Troubles, JG Farrell - obviously the title refers to the decades of sectarian violence in Northern Ireland, from the 1960s to the 1990s, but in the novel it's the independence movement in 1920s Ireland, which followed more or less the same divisions as the Troubles - sectarian, Unionist vs loyalist, etc - and the British government also responded by sending in the troops, which in the 1920s were the Black & Tans, one of the nastiest groups in British history to wear an army uniform. Despite all that, Troubles is actually quite funny. It's a black comedy set in a dilapidated hotel in rural Ireland, owned, and visited, by faded English gentry, whose slow collapse into ruin is no doubt a metaphor for the collapse of the British Empire. The story revolves around a WWI veteran, who goes to live at the hotel after finding himself somewhat to his surprise affianced to the owner's daughter. But she doesn't seem all that bothered about their nuptials, and then dies of illness. He stays and becomes a witness to the gradual collapse of the hotel, British upper class society in Ireland, and British rule. Recommended.

A couple of reviews on Medium:
Warm Worlds and Otherwise by James Tiptree Jr - https://medium.com/p/warms-worlds-otherwise-james-tiptree-jr-5259dd99637b
The Lovers by Philip José Farmer - https://medium.com/p/the-lovers-philip-jos%C3%A9-farmer-d675c78886d0

9CliffBurns
Fév 20, 2023, 10:04 pm

Finished the best, most enjoyable book I've read so far this year.

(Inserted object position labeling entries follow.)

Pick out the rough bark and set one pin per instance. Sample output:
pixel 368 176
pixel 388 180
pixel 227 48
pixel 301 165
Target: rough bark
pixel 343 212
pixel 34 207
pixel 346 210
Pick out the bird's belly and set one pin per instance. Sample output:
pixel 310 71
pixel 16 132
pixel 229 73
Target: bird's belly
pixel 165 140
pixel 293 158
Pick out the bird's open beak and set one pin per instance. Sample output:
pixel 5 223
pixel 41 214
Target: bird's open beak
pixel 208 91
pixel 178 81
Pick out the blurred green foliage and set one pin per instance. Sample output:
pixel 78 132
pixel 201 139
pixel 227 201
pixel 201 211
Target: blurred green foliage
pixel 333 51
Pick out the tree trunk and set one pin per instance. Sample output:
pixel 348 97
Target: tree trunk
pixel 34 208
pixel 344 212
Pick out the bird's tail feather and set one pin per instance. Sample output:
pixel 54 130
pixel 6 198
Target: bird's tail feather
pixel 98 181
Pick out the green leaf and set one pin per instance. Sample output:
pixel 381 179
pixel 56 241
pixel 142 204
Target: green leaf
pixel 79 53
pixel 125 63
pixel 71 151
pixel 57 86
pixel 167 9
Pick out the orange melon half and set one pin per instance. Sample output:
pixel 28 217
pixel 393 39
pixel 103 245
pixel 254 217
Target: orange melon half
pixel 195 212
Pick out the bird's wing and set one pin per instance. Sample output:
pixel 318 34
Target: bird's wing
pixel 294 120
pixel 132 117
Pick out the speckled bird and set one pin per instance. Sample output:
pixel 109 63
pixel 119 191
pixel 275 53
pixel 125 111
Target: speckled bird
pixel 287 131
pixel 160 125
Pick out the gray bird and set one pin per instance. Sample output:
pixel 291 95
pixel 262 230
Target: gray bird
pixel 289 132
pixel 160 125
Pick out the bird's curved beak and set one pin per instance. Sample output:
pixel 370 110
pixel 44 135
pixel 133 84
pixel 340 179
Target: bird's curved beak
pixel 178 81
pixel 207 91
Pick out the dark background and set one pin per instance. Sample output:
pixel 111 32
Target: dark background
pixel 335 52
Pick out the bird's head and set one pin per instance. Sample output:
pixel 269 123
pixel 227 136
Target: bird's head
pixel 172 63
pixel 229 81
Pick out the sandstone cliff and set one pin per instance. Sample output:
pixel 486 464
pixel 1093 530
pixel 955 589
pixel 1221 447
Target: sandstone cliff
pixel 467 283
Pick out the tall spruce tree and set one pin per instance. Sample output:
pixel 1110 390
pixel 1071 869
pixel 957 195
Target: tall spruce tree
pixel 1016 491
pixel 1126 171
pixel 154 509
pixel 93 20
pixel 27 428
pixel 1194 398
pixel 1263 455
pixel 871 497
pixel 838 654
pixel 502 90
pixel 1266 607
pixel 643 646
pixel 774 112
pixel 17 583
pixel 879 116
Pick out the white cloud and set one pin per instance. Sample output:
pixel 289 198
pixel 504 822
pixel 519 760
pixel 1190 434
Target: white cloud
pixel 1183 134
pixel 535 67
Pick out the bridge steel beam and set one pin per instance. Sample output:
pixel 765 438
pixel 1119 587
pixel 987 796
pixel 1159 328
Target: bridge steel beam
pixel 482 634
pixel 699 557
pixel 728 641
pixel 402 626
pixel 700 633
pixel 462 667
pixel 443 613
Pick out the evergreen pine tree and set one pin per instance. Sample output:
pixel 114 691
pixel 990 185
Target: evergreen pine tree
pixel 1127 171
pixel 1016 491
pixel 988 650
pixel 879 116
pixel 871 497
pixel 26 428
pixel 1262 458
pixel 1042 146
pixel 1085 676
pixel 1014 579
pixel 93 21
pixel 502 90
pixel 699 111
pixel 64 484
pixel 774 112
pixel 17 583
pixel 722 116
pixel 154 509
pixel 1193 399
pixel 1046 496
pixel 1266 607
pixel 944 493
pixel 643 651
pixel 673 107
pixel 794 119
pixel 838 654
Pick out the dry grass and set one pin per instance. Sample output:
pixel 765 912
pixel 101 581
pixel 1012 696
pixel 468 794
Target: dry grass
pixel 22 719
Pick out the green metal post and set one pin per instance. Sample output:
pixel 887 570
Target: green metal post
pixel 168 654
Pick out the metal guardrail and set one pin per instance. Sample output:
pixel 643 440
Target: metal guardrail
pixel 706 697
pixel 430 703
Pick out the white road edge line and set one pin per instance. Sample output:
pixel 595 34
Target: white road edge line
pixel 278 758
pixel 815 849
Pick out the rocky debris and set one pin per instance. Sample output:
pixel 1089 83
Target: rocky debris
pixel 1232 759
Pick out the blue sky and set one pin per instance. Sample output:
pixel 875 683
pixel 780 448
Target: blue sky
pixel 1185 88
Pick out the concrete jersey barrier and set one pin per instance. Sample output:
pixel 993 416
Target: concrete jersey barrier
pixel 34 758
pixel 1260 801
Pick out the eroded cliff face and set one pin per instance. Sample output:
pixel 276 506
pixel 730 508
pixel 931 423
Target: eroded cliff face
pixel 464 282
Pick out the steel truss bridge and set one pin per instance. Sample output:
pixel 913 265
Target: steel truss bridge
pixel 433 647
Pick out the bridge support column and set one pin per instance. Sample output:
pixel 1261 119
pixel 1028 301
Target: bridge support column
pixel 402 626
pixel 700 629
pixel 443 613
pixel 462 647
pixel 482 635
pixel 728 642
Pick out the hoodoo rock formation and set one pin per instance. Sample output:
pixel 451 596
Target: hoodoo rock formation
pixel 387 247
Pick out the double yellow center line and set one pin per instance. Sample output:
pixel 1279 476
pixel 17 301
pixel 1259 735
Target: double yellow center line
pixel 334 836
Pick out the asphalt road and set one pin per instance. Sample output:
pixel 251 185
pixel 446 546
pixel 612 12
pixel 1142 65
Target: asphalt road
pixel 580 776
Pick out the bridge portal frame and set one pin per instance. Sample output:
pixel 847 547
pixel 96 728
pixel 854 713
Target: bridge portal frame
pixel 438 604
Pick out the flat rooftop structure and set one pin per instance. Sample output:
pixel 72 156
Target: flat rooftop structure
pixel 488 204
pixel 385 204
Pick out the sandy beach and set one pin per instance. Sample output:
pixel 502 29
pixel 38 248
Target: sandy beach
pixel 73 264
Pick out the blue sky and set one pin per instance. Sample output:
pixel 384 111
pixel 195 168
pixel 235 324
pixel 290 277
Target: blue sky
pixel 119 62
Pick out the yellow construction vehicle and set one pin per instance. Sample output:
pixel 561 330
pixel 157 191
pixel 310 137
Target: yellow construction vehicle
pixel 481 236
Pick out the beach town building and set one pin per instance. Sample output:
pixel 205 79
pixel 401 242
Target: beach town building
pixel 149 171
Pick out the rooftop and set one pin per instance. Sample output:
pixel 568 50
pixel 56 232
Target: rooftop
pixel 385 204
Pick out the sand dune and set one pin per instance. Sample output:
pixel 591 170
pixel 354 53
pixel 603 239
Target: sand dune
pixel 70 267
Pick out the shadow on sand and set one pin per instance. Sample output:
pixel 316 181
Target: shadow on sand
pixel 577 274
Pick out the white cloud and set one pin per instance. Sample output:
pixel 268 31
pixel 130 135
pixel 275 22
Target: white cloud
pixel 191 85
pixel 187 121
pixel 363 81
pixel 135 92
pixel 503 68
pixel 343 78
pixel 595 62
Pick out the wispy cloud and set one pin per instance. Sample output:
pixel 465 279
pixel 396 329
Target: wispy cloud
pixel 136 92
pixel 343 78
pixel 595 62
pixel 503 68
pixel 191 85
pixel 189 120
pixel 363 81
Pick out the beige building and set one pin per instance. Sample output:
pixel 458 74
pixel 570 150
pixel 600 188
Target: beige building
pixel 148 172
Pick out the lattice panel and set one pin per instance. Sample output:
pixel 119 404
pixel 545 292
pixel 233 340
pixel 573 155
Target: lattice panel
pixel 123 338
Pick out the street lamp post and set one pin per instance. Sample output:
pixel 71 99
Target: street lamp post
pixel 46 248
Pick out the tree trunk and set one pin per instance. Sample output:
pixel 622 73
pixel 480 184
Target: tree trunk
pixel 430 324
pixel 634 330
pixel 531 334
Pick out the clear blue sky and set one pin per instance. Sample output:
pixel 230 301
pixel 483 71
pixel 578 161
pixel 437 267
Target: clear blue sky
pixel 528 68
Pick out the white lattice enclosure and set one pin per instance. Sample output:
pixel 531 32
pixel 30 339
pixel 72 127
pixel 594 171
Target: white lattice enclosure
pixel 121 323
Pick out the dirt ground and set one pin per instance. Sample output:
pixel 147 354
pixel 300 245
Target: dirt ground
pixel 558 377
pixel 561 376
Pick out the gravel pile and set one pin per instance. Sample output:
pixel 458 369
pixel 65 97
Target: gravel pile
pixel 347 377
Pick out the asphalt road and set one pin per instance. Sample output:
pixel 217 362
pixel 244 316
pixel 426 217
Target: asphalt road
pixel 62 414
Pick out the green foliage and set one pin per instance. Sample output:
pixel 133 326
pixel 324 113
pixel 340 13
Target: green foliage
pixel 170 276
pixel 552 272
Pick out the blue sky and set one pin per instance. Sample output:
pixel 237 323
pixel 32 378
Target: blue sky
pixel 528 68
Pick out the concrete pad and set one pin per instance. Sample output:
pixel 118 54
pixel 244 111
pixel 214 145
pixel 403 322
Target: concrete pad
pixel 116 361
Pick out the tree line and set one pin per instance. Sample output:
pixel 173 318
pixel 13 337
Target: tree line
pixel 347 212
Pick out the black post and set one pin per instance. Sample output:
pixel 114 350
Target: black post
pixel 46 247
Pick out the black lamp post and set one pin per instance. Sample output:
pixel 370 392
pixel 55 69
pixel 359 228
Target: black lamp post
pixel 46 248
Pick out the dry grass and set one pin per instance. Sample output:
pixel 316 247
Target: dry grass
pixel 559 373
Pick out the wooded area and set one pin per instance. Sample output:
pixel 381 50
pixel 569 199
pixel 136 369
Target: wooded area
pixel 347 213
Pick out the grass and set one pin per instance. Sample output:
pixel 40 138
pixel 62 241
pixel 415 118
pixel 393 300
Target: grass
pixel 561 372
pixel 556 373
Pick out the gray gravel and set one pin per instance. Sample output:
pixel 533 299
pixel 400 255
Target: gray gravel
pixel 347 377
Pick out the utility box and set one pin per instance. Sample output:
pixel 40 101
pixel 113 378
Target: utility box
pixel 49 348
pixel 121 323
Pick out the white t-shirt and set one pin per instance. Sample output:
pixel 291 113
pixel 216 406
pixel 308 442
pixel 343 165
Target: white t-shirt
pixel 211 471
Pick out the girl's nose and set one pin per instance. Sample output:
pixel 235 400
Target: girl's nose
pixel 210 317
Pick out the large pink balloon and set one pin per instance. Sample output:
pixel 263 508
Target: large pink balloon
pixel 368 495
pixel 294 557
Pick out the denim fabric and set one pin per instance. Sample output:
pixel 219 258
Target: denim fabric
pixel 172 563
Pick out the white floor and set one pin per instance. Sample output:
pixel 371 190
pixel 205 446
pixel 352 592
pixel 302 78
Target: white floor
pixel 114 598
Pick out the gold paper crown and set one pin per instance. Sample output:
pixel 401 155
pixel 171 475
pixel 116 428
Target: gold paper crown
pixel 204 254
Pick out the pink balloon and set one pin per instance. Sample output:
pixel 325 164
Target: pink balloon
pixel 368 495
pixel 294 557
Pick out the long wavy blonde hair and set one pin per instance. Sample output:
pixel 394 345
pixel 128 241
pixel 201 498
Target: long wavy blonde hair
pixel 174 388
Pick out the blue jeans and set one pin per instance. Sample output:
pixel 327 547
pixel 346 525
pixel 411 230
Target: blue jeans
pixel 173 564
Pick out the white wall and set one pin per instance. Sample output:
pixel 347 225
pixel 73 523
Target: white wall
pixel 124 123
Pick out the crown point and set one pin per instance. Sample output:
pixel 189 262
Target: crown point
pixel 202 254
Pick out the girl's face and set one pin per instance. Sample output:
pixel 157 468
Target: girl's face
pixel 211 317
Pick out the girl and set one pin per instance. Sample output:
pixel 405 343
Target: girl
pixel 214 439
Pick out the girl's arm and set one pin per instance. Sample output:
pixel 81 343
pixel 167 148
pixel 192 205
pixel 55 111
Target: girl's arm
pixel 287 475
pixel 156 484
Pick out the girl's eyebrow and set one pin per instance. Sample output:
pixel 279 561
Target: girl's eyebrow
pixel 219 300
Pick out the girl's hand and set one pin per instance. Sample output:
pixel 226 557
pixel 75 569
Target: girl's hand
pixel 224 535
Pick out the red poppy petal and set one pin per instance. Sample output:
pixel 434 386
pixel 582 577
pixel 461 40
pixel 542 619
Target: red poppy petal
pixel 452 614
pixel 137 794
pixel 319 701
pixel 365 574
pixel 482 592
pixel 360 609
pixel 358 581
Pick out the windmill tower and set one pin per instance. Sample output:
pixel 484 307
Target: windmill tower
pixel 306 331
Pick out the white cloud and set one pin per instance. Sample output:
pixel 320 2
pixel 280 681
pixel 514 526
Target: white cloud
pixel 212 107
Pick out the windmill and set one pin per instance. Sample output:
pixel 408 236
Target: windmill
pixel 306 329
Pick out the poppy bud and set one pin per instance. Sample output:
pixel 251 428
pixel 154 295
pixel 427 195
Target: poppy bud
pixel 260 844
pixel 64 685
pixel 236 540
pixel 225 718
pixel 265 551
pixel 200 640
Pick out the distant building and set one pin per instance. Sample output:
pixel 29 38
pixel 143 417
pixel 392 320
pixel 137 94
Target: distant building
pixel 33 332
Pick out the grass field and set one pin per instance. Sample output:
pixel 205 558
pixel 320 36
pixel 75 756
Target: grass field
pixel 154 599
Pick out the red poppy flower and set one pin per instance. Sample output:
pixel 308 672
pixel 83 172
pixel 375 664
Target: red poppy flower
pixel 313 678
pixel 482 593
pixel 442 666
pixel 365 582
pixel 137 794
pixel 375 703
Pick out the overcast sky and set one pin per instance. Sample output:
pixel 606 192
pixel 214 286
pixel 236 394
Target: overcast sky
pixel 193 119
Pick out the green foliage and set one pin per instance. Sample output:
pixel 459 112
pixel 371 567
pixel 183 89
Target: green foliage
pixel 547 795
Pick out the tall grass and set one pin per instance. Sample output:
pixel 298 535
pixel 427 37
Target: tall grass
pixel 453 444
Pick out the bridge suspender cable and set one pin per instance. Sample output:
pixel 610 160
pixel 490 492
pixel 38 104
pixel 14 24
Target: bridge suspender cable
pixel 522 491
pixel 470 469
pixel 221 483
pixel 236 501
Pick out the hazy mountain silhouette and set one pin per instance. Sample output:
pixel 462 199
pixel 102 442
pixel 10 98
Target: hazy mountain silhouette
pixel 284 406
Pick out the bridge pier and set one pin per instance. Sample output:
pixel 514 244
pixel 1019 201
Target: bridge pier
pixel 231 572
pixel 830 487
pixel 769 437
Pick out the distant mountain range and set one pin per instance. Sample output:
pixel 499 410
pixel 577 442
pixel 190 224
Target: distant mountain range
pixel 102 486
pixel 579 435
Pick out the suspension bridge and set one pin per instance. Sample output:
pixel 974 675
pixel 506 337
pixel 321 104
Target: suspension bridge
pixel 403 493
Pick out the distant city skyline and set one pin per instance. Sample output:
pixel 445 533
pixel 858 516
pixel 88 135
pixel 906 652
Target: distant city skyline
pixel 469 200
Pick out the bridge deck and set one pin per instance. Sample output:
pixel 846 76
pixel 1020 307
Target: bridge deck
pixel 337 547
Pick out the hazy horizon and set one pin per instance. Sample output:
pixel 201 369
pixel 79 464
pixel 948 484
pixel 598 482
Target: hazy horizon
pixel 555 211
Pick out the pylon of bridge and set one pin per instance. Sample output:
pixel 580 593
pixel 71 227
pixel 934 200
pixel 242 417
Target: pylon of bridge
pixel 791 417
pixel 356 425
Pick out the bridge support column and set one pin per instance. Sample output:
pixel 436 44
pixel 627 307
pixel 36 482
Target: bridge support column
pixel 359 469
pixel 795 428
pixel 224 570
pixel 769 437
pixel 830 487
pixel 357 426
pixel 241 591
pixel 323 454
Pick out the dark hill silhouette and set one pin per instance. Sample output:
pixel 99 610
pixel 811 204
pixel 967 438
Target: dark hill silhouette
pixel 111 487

MERCURY PICTURES PRESENTS by Anthony Marra. I've loved everything I've read by the guy--this one is a page-turner. Set in a fictitious film studio prior to the Second World War. Impressive and diverse cast of characters, a lovely blend of history and imagination.

Highly recommended.

(NOTE: I know I promised to focus on literary classics this year but a batch of interlibrary loans arrived all at once and I haven't been able to resist them. But I shall tackle DON QUIXOTE soon.)

10CliffBurns
Fév 26, 2023, 3:03 pm

HUMANS: A Brief History of How We Fucked It All Up by Tom Phillips.

Historical (and at times hysterically funny) account of our foibles as a species, starting from pre-history, (our famous ancestor Eve probably died after taking a tumble out of a tree), right up to the present.

Good stuff.

11mejix
Modifié : Fév 26, 2023, 5:23 pm

Finished Stories of Your Life and Others, Ted Chiang's first collection of short stories. Includes by my estimation 3 gems, 1 good story, 1 story that should've been good but what a mess it was, and 3 very long flops. Apparently there was a movie called Arrival based on the story that gives title to the book? Not sure if I had heard of it. Entertaining collection.

12CliffBurns
Fév 28, 2023, 1:48 pm

PROFIT PATHOLOGY AND OTHER INDECENCIES by Michael Parenti.

Good discussion of how unequal and unjust America has become by a smart man with a healthy conscience.

One of my favorite Leftie commentators.